It is also worth knowing that the Polish sanctions list, maintained by the minister responsible for internal affairs (MSWiA — Ministry of the Interior and Administration), operates in parallel with the EU lists.9 The Head of the National Revenue Administration (KAS) is the authority empowered to impose a financial penalty for failure to implement an obligation to freeze funds or economic resources.10

For a detailed look at how individual EU countries have approached implementation — which transposed the Directive on time and which did not — see our article Transposition of Directive 2024/1226 — 9 EU countries that implemented on time.

What this means for your business

Directive 2024/1226 does not change what is prohibited — the prohibitions arise from EU regulations. What it changes is the consequences of violating them and who may be personally liable.

If you run a business outside the financial sector — a travel agency, estate agency, leasing company, e-commerce shop, or insurance firm — and have until now assumed that sanctions compliance is a matter for banks, this Directive is a direct signal that it is not.

A number of specific implications:

Company directors and owners are personally liable. The Directive requires that criminal liability extend to the natural persons making decisions. The chief executive of a sole-trader service business who sold a service to an entity on a sanctions list risks criminal proceedings — not just a fine for the company.
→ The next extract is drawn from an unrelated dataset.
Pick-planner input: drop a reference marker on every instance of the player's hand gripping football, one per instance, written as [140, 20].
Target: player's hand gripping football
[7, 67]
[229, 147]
Incitement and aiding are criminal offences. An employee who knew that a counterparty appeared on a sanctions list and did not act may be liable. This means that employee training and a clear procedure are not merely a formality — they are a genuine protective shield for the entire organisation.

Cumulative liability. A company and its management may be held liable simultaneously — the company financially, management criminally. Both forms of liability are distinct and may be pursued in parallel.

Negligence is not a defence. The argument “I did not know the counterparty was on the list” may reduce a penalty, but will not eliminate it. The Directive requires intent — however, the complete absence of any verification procedure may be treated as evidence of gross negligence, not as a mitigating circumstance.

Companies operating in countries that have already implemented the Directive are subject to those countries’ stricter rules. If you sell to the Netherlands, have a branch in Sweden, or route freight through Lithuania — a sanctions violation in those countries already gives rise to criminal liability under the national provisions implementing Directive 2024/1226.12 Polish implementation through UC92 does not change that position for your foreign operations.

For a fuller picture of penalties — including administrative penalties under the 2022 Act, the imposing authority (Head of KAS10), and the scope of exclusion from public procurement — see our article What are the penalties for violating EU sanctions?.

What to do — 6 steps

  1. Check whether your business has an obligation to carry out sanctions screening. EU regulations apply to every business operating on the Union market — without exception and without a minimum threshold. The scope of additional obligations (e.g. reporting to GIIF — the General Inspector of Financial Information, Poland’s financial intelligence unit) depends on whether you are an obliged institution within the meaning of the AML Act. This is explained in detail in the article Does my business have to carry out sanctions screening?.

  2. Identify high-risk counterparties and transactions. Start with entities that have connections to Russia, Belarus, Iran, Syria, and North Korea. Review active contracts and the transaction history for the past two years — a counterparty may have been added to a list during an ongoing business relationship.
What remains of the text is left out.